Handstand Hold: Kick up into your handstand position. Hold for a specific amount of time, maintaining a neutral spine and stable midline/core. (See photo above.) Once you feel yourself relax from that tight position, kick off the wall.
Handstand Push Up with Assist: This is best done with a partner. Have your partner hold onto your ankles. Lower yourself at the assigned tempo and press yourself up. The partner is there to help assist you as you press up, giving as much assistance as needed for you to press out of the handstand.
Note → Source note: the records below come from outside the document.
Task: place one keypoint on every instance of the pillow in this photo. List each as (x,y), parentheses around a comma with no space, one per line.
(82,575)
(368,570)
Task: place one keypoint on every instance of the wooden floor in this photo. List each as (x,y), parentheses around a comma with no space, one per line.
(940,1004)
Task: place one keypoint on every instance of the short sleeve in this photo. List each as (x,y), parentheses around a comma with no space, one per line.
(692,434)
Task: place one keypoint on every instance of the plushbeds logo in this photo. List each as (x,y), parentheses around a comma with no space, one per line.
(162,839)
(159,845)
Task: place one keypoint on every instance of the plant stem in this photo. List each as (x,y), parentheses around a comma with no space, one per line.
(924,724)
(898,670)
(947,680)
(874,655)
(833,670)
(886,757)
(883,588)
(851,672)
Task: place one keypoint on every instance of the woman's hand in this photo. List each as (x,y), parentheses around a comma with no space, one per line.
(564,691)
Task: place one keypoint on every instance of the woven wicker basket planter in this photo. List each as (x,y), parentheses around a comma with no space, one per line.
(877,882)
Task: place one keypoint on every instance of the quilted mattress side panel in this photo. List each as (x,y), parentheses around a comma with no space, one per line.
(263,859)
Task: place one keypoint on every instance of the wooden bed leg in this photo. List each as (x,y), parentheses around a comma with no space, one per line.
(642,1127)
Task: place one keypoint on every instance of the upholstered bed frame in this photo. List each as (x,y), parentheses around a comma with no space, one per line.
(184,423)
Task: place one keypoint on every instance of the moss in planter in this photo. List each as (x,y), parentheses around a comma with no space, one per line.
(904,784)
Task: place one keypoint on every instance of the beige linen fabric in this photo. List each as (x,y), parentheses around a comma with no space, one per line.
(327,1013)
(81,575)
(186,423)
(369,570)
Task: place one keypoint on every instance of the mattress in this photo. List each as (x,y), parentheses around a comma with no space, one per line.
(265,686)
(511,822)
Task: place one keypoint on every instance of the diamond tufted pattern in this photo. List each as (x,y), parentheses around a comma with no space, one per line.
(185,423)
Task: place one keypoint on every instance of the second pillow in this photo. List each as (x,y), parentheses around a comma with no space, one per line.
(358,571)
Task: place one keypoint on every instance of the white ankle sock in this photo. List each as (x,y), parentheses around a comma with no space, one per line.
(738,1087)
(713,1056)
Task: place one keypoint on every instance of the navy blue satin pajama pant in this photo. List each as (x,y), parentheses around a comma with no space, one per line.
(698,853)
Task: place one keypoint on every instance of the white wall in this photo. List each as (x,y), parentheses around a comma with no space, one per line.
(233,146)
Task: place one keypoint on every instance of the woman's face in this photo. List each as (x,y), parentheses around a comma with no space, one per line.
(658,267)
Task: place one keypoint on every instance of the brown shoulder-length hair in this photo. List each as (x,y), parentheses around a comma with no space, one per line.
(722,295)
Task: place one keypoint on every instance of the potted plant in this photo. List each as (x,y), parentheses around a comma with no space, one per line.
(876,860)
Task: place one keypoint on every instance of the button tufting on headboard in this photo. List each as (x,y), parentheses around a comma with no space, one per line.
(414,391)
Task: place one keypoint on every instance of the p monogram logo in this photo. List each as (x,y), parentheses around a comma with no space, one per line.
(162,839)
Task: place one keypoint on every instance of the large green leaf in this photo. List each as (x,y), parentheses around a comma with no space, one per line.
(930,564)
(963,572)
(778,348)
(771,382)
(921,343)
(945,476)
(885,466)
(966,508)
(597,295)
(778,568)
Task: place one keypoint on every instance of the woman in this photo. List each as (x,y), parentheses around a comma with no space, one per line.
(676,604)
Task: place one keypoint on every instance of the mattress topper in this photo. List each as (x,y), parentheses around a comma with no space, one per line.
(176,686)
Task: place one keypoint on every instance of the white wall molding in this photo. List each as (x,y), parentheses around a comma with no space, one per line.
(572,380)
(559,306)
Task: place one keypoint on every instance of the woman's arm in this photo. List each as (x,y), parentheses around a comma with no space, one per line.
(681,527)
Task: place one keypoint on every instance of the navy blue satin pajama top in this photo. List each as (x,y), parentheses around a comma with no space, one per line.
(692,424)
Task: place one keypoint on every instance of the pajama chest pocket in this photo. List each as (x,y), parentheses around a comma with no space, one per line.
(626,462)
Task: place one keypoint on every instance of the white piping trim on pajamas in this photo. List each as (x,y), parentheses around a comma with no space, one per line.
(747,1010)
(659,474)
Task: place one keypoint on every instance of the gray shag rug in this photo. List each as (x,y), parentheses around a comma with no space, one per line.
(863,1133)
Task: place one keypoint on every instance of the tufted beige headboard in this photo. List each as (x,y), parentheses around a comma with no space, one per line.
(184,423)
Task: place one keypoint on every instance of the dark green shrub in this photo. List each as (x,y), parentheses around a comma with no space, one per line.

Wall Walks: Lay flat on the floor with your feet against the wall, hands by your side. Press up to the top of your push up position and take a big step up the wall. Take your other foot and step up the wall so that both feet are pressed into the wall. Ensure that you have a tight midline and, if a tight midline is established, walk your hands and feet up the wall until you make contact with your chest. Maintaining control, begin walking your hands out in front of you while simultaneously walking down the wall until your chest is on the floor. Common mistakes with this movement are generally lose of control on the way down from the wall walk and relaxing the midline. Only walk as far up the wall as your mechanics will allow. Increase the height of your wall climb as strength and mechanics improve.
Wall Runs: Wall runs are alternating, single-arm handstand holds and the time held with each arm can vary depending on the athlete’s ability. Wall runs can be performed facing either toward or away from the wall with the latter being the most difficult. Start in the handstand facing the wall (note the cartwheel wall mount in the video below). Keep your glutes and gut tight. You should be in a hollow position with your toes touching the wall, your wrists stacked below your shoulders and your shoulders packed tight into the joint. Slightly shift your weight to your right side and pick up your left hand. Your goal should be to touch your chest and put your hand back down on the ground with control. If you cannot maintain control, walk yourself away from the walk, even as far down as a plank or a pike. If you get to the point where you can easily perform 20 wall runs while facing the wall, you are ready to kick up into the handstand and face the world.
Training Phase 1
- Day 1 – Five Sets of: Handstand Push-Up Negatives x 5 reps @ 30A1; Rest 90 seconds
- Day 2: Four Sets of: Handstand Hold x Max Seconds; Rest 60-90 seconds
- Day 3: Five Sets of: Handstand Push-Up Negatives x 5 reps @ 30A1; Rest 90 seconds
Training Phase 2
- Day 1: Five Sets: Handstand Push-Up Negatives x 5 reps @ 40A1; Rest 90 seconds
- Day 2: Five Sets: Wall Climbs x 3 reps; Rest 90 seconds
- Day 3: Five Sets of: Handstand Push-Up Negatives w/partner assist x 5 reps @ 40A1
Training Phase 3
- Day 1: Five Sets of: Handstand Push-Up Negatives x 5 reps @ 50A1; Rest 90 seconds
- Day 2: Four Sets of: Wall Runs x 5-6 reps; Rest as needed
- Day 3: Five Sets of: Handstand Push-Ups w/partner assist x 5 reps @ 50A1
Be patient with yourself as you work towards your goal of a handstand push-up, and stay consistent on this program!